Pourtant, l’idée de droits individuels et par conséquent celle de citoyenneté sont inscrites dans le processus même du développement capitaliste. Il nous faut par conséquent poser la question suivante : comment expliquer la faible émergence du type occidental de l’individu citoyen dans la plus grande partie de l’Afrique subsaharienne ?

LA FAIBLESSE DU DÉVELOPPEMENT CAPITALISTE EN AFRIQUE SUBSAHARIENNE

L’expansion du capitalisme à travers le sous-continent a été faible et c’est en grande partie à cause de cela que les conditions nécessaires à l’émergence du capitalisme sont absentes. Le capitalisme n’est pas possible à moins que les producteurs immédiats ne soient privés de la propriété des moyens de production et ne soient par conséquent obligés de vendre leur force de travail à ceux qui disposent de l’argent suffisant pour les réunir et leur fournir les moyens de production. C’est ce processus qui entraîne nécessairement l’accumulation : développement de la productivité du travailleur, croissance du revenu de l’État dans la mesure où l’État peut fonctionner effectivement comme une partie de la division du travail capitaliste, émergence d’un mouvement travailliste qui peut lutter pour l’élargissement des droits démocratiques ; ce qui, en retour, peut faciliter une diminution des risques sociaux auxquels le prolétariat doit faire face.

Mais dans la plus grande partie de l’Afrique, les travailleurs ont toujours un droit d’accès à la terre [5]. Le système d’affermage est généralement informel.
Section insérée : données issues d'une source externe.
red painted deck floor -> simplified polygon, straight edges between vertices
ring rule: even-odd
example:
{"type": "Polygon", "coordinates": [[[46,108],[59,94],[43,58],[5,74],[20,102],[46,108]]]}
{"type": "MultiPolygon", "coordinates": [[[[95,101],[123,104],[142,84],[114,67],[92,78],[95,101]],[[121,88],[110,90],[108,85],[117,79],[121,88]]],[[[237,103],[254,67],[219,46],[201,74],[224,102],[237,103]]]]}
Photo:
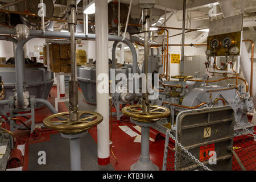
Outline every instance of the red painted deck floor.
{"type": "MultiPolygon", "coordinates": [[[[50,94],[51,97],[48,98],[48,101],[54,105],[54,98],[56,96],[56,88],[55,86],[52,87],[50,94]]],[[[68,110],[64,103],[59,103],[59,112],[68,110]]],[[[42,123],[44,118],[51,114],[49,109],[46,107],[37,109],[35,111],[36,123],[42,123]]],[[[119,125],[127,125],[135,132],[138,134],[140,133],[133,127],[133,126],[134,125],[130,123],[127,118],[124,119],[122,122],[114,121],[112,123],[112,150],[118,160],[118,163],[116,163],[115,159],[111,152],[110,163],[115,170],[127,171],[130,170],[131,166],[139,159],[141,154],[141,143],[134,142],[135,137],[131,138],[125,132],[122,131],[118,127],[119,125]]],[[[97,127],[95,126],[89,130],[89,132],[94,141],[97,142],[97,127]]],[[[17,140],[19,141],[19,143],[26,143],[23,170],[27,169],[29,152],[28,145],[34,143],[48,140],[49,140],[49,135],[56,133],[56,131],[51,130],[45,130],[40,134],[40,137],[35,139],[35,138],[30,136],[29,131],[19,130],[15,132],[15,135],[17,140]]],[[[156,138],[155,142],[150,142],[151,159],[161,170],[163,164],[164,138],[161,136],[160,135],[156,137],[156,133],[154,131],[153,132],[151,132],[150,136],[154,139],[156,138]]],[[[256,142],[254,141],[251,146],[247,149],[250,150],[250,148],[253,147],[253,148],[252,150],[254,151],[254,154],[256,147],[255,143],[256,142]]],[[[254,160],[255,164],[256,156],[251,156],[250,155],[247,158],[250,160],[254,160]]],[[[245,160],[246,160],[247,159],[245,159],[245,160]]]]}

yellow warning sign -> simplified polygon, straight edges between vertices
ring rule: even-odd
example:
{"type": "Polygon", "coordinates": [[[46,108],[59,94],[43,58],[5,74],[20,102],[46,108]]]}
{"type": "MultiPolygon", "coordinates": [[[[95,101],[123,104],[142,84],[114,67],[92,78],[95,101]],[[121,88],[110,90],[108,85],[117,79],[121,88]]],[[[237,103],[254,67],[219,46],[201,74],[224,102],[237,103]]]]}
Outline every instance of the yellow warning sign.
{"type": "Polygon", "coordinates": [[[180,64],[180,55],[172,53],[171,58],[171,63],[180,64]]]}

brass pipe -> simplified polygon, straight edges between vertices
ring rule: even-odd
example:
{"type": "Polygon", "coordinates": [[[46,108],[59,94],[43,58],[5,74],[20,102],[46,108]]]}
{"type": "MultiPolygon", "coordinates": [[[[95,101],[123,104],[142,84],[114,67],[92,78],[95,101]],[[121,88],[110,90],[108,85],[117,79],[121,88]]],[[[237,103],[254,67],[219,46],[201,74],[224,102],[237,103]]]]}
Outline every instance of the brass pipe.
{"type": "Polygon", "coordinates": [[[185,109],[197,109],[205,104],[207,104],[207,103],[204,102],[202,102],[200,104],[199,104],[197,106],[193,106],[193,107],[189,107],[189,106],[183,106],[182,105],[179,105],[179,104],[173,104],[171,103],[171,105],[175,106],[177,106],[177,107],[183,107],[183,108],[185,108],[185,109]]]}
{"type": "Polygon", "coordinates": [[[220,100],[222,101],[222,102],[223,102],[223,105],[224,105],[224,106],[225,106],[225,105],[226,105],[226,102],[225,102],[225,100],[224,100],[223,98],[216,98],[216,99],[214,100],[214,102],[216,103],[216,104],[217,104],[217,103],[218,103],[218,101],[220,101],[220,100]]]}
{"type": "Polygon", "coordinates": [[[167,87],[172,87],[172,88],[182,88],[182,86],[181,85],[169,85],[169,84],[163,84],[162,85],[163,85],[164,87],[167,86],[167,87]]]}
{"type": "Polygon", "coordinates": [[[29,127],[27,125],[27,124],[26,124],[24,122],[23,122],[22,121],[21,121],[21,120],[20,120],[20,119],[19,119],[19,118],[11,118],[11,119],[15,120],[15,121],[19,121],[20,122],[21,122],[22,125],[23,125],[24,126],[25,126],[28,130],[30,130],[30,129],[31,129],[30,127],[29,127]]]}
{"type": "MultiPolygon", "coordinates": [[[[197,81],[197,82],[217,82],[217,81],[222,81],[222,80],[228,80],[228,79],[236,79],[236,78],[237,78],[236,77],[225,77],[225,78],[220,78],[220,79],[218,79],[218,80],[201,80],[188,79],[187,81],[197,81]]],[[[248,86],[248,84],[247,83],[245,79],[242,78],[241,77],[238,77],[238,79],[242,80],[242,81],[244,82],[246,88],[246,92],[248,92],[249,86],[248,86]]]]}
{"type": "Polygon", "coordinates": [[[16,142],[15,142],[15,138],[14,136],[14,134],[13,134],[13,133],[8,131],[7,130],[5,130],[3,128],[1,128],[1,130],[2,130],[2,131],[0,131],[0,132],[2,132],[2,133],[9,133],[10,135],[11,135],[12,138],[13,138],[13,148],[16,148],[16,142]]]}
{"type": "Polygon", "coordinates": [[[221,90],[231,90],[233,89],[236,89],[236,87],[229,87],[229,88],[225,88],[223,89],[214,89],[214,90],[207,90],[207,92],[214,92],[214,91],[221,91],[221,90]]]}
{"type": "Polygon", "coordinates": [[[162,106],[163,106],[164,104],[169,104],[169,102],[163,102],[162,103],[162,106]]]}
{"type": "Polygon", "coordinates": [[[250,83],[250,95],[253,96],[253,62],[254,57],[254,42],[250,39],[243,40],[243,42],[251,42],[251,80],[250,83]]]}
{"type": "Polygon", "coordinates": [[[3,82],[2,81],[1,83],[1,86],[2,87],[2,91],[0,93],[0,100],[5,98],[5,88],[3,88],[3,82]]]}
{"type": "Polygon", "coordinates": [[[5,27],[6,27],[10,28],[13,28],[13,27],[10,27],[10,26],[8,26],[8,25],[7,25],[7,24],[3,24],[3,23],[0,23],[0,25],[1,25],[1,26],[5,26],[5,27]]]}

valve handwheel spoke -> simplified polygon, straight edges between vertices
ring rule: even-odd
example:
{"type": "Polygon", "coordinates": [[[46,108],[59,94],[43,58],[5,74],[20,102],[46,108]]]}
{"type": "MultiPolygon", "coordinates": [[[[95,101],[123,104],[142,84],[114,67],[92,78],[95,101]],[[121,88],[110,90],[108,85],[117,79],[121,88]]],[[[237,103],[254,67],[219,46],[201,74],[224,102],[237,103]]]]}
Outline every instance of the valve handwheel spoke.
{"type": "Polygon", "coordinates": [[[65,112],[50,115],[44,119],[43,123],[58,131],[72,134],[86,131],[103,120],[101,114],[93,111],[79,111],[79,118],[76,121],[71,121],[69,114],[69,112],[65,112]]]}
{"type": "Polygon", "coordinates": [[[131,105],[123,107],[122,112],[138,121],[152,122],[168,117],[171,111],[164,107],[151,105],[149,113],[142,112],[142,105],[131,105]],[[139,109],[139,110],[138,110],[139,109]]]}
{"type": "Polygon", "coordinates": [[[186,81],[187,80],[193,78],[193,76],[181,76],[181,75],[175,75],[172,76],[171,77],[172,78],[176,78],[176,79],[183,79],[183,81],[186,81]]]}

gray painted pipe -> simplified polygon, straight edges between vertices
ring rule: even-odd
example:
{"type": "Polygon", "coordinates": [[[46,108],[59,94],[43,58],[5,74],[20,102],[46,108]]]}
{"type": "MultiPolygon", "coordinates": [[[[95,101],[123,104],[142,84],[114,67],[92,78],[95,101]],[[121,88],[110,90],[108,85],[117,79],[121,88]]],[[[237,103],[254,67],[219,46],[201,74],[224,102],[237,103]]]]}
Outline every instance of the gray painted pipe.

Aussi, le régime foncier permet l’extension des surfaces cultivées mais, en l’absence de droits de propriété privée, on ne peut pas se servir de la terre agricole pour effectuer un nantissement dans le cadre d’une demande de crédit. En outre, on ne peut déposséder personne de ses droits sur une terre. Par conséquent la formation d’une force de travail est très difficile, à l’exception de travailleurs migrants qui ont temporairement le statut d’ouvrier. Le mode de gouvernement souvent extensif et indirect pratiqué en Afrique subsaharienne n’est pas étranger à cette situation non plus. Il a permis de geler les rapports de propriété dans leurs formes précapitalistes sur de vastes aires. Cela a limité, comme l’a reconnu Mamdani, la pénétration des rapports de marché, mais cela a aussi bloqué l’essor de formes capitalistes de développement. Il est vrai que la domination des rapports précapitalistes de propriété et son implication sur le développement capitaliste ne sont pas des affirmations originales. D’autres ont relevé ces éléments avant. [6] Notre objectif est ici de montrer le lien entre cela et les processus de formation de l’État capitaliste.

LE CAS DE L’AFRIQUE DU SUD

Cette explication, applicable à l’Afrique subsaharienne dans son ensemble, est marquée par l’exception révélatrice de l’Afrique du Sud. Sous le régime d’apartheid, le pays se dota déjà d’un État à fort pouvoir de régulation. Certes on en mobilisa une grande partie afin d’atteindre des buts apparemment [7] raciaux. Mais de plus, il joua un rôle décisif en ce qui concerne, entre autres, l’agriculture blanche, l’industrie, la planification urbaine, les infrastructures de transport (chemins de fer, ports, aéroports), l’approvisionnement en eau ou les réseaux d’assainissement.

L’ingénierie sociale appliquée aux « non-européens » était de grande ampleur et, souvent, d’une efficacité redoutable. Dans les villes, le gouvernement fit prévaloir une ségrégation raciale d’une radicalité effrayante parvenant à renverser avec succès la tendance de longue durée à l’urbanisation des Africains. Tout cela fut facilité par une économie nationale relativement performante, du moins jusqu’au début des années 1980. Depuis 1994, on y a ajouté les institutions démocratiques d’une stabilité évidente, dont le suffrage universel. L’Afrique du Sud est le seul pays de l’Afrique subsaharienne qui s’approche, dans une large mesure, des standards de l’État moderne, stable et démocratique. C’est le type de l’État qui attire l’attention des agences internationales d’analyse du risque comme ‘atteignant les fondements convenables.’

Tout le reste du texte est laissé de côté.